Best train accuracy seen in DT: 0.823
Train accuracy seen in LR: 0.805

Best test accuracy seen in DT: 0.820
Test accuracy seen in LR: 0.798

## Post pruning

https://ranvir.xyz/blog/practical-approach-to-tree-pruning-using-sklearn/

https://scikit-learn.org/stable/auto_examples/tree/plot_cost_complexity_pruning.html

In [None]:
import matplotlib.pyplot as plt

In [None]:
model = DecisionTreeClassifier()
path = model.cost_complexity_pruning_path(X_train, y_train)

ccp_alphas, impurities = path.ccp_alphas, path.impurities

plt.figure(figsize=(10, 6))
plt.plot(ccp_alphas, impurities)
plt.xlabel("effective alpha")
plt.ylabel("total impurity of leaves")


In [None]:
models = []

for ccp_alpha in ccp_alphas:
    model = DecisionTreeClassifier(random_state=0, ccp_alpha=ccp_alpha)
    model.fit(X_train, y_train)
    models.append(model)


In [None]:
tree_depths = [model.tree_.max_depth for model in models]
plt.figure(figsize=(10,  6))
plt.plot(ccp_alphas[:-1], tree_depths[:-1])
plt.xlabel("effective alpha")
plt.ylabel("total depth")


In [None]:
from sklearn.metrics import accuracy_score

acc_scores = [accuracy_score(y_test, model.predict(X_test)) for model in models]

tree_depths = [model.tree_.max_depth for model in models]
plt.figure(figsize=(10,  6))
plt.grid()
plt.plot(ccp_alphas[:-1], acc_scores[:-1])
plt.xlabel("effective alpha")
plt.ylabel("Accuracy scores")


Final model from this approach

In [None]:
train_and_run_dt(DecisionTreeClassifier(random_state=0, ccp_alpha=0.0045))

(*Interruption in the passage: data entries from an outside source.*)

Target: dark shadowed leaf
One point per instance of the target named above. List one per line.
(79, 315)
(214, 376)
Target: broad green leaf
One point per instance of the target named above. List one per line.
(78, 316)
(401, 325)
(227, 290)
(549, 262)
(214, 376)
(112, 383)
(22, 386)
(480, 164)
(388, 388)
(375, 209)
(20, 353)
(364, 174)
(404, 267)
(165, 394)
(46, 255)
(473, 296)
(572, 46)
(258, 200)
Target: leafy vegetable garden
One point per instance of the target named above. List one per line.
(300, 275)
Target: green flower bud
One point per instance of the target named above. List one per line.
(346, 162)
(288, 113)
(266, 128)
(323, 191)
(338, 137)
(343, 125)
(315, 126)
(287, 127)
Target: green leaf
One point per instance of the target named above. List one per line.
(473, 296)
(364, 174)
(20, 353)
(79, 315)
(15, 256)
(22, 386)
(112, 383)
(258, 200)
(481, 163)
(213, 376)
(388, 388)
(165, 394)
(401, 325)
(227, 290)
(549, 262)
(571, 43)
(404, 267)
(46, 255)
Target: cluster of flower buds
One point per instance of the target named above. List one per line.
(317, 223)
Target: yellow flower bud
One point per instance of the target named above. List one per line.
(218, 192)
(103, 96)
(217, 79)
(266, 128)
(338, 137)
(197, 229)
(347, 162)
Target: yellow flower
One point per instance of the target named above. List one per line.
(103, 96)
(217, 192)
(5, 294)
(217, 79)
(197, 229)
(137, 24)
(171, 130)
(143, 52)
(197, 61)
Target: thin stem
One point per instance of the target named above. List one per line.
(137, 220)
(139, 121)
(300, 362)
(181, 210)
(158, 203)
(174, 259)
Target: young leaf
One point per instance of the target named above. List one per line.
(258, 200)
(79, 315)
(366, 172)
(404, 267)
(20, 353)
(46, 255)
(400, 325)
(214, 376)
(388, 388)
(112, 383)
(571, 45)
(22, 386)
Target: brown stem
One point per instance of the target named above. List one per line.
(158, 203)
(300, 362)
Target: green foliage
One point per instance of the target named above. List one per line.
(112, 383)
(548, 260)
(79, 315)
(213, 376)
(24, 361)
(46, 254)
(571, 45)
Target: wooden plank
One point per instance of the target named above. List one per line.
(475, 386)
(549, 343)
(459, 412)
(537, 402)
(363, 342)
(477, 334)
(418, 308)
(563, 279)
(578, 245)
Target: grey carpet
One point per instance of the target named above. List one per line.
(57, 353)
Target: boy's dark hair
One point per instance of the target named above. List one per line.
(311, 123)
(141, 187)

## Exploring metrics in our lr and dt 

### Decision Tree

In [None]:
decision_tree_model = model = DecisionTreeClassifier(max_depth=6)
decision_tree_model = decision_tree_model.fit(X_train,y_train)
y_pred_train_dt = decision_tree_model.predict(X_train)
y_pred_test_dt = decision_tree_model.predict(X_test)

In [None]:
roc_curve = RocCurveDisplay.from_estimator(
    decision_tree_model, X_test, y_test
)

fig = roc_curve.figure_
ax = roc_curve.ax_


ax.plot([0, 1], [0, 1], color='darkblue', linestyle='--')


In [None]:
np.random.seed(42)

decision_tree_model = DecisionTreeClassifier(max_depth=6)
decision_tree_model = decision_tree_model.fit(X_train,y_train)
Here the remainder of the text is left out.